Cependant, comme le confirme la chargée de mission Direction Départementale des Territoires et de la Mer Sandrine Mary, ce chantier est nécessaire à la protection de la digue : « On voit bien que les joints des pierres sautent à l’endroit où les brise-lames ne font plus leur travail. Si on n’intervient pas, la digue pourrait s’affaisser ».

Ce changement de décor est loin d’être dérangeant pour tout le monde. En effet, nombreux sont les passants qui s'arrêtent afin d'assister à ce spectacle curieux et inhabituel : « On se demande comment nos anciens ont réussi à faire ça sans autant de machines. C’est curieux et c’est un hasard, mais je suis content d’être là pour voir ça », exprime un passant.

Au total, 1000 pieux seront retirés et 500 remplacés par l'équipe du groupe Merceron, qui a mis au point une structure en acier afin de planter les nouveaux brise-lames. Le procédé de remplacement consiste à retirer les pieux usés et planter de nouveaux troncs dans des tranchées profondes de plus de 2 mètres avant de les remblayer. L’équipe en charge du chantier doit également s’adapter au rythme des marées, ce qui tend à ralentir l’avancée de la mission.

Ce processus éreintant et d’une grande précision n’empêche pas Ronan Ménard, chauffeur d’engin pour Merceron TP, d’effectuer cette manœuvre avec enthousiasme : « Il y a vraiment beaucoup de boulot. Si on en fait 30 par jour, ce sera bien. Ce qui est compliqué, c’est d’être vraiment vigilant parce qu’il n’y a vraiment pas beaucoup de place. Sinon, tout est vraiment sympa à faire sur le chantier, ça sort vraiment de l’ordinaire », confie-t-il à TVR.

« Le patrimoine revient au patrimoine »

Gilles Lurton, Maire de St-Malo

Le choix des nouveaux troncs a été minutieusement étudié. En chêne issu de la forêt du grand-ouest, ils ont été choisis pour leur esthétisme et leur capacité à former des pieux brogneux et légèrement tortueux nécessaires à leur incrustation dans le sol, comme l’explique Sandrine Mary : « On s’est rendu dans la forêt de Laval, qui fait partie de la société forestière et on a validé certains points du cahier des charges. Cela a permis d’avoir des pieux qui sont brogneux, c’est-à-dire avec beaucoup de nœuds et légèrement tortueux, mais pas trop non plus car il faut pouvoir les incruster dans les trémies ».

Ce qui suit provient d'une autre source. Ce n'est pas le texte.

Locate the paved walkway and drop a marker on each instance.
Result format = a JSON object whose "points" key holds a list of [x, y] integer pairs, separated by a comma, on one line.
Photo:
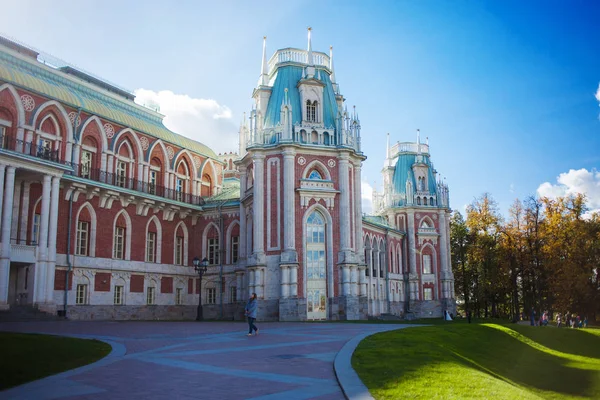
{"points": [[191, 360]]}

Avis aux nostalgiques, les brise-lames usés seront vendus à la ville de St-Malo pour 1 euro symbolique et réutilisés dans l’architecture urbaine. Ces symboles maritimes, pourront même être vendus à certains Malouins, nombreux à en faire la demande, dans certaines conditions. Il tient également à cœur du maire de St-Malo, Gilles Lurton, à ce que ce changement profite au patrimoine malouin : « Ça fait partie des accords que nous avons passés avec l’État à condition que le bénéfice que nous pourrons en tirer aille sur des éléments de restauration du patrimoine de St Malo. Je trouve que c’est une bonne chose finalement. Le patrimoine revient au patrimoine. », déclare-t-il.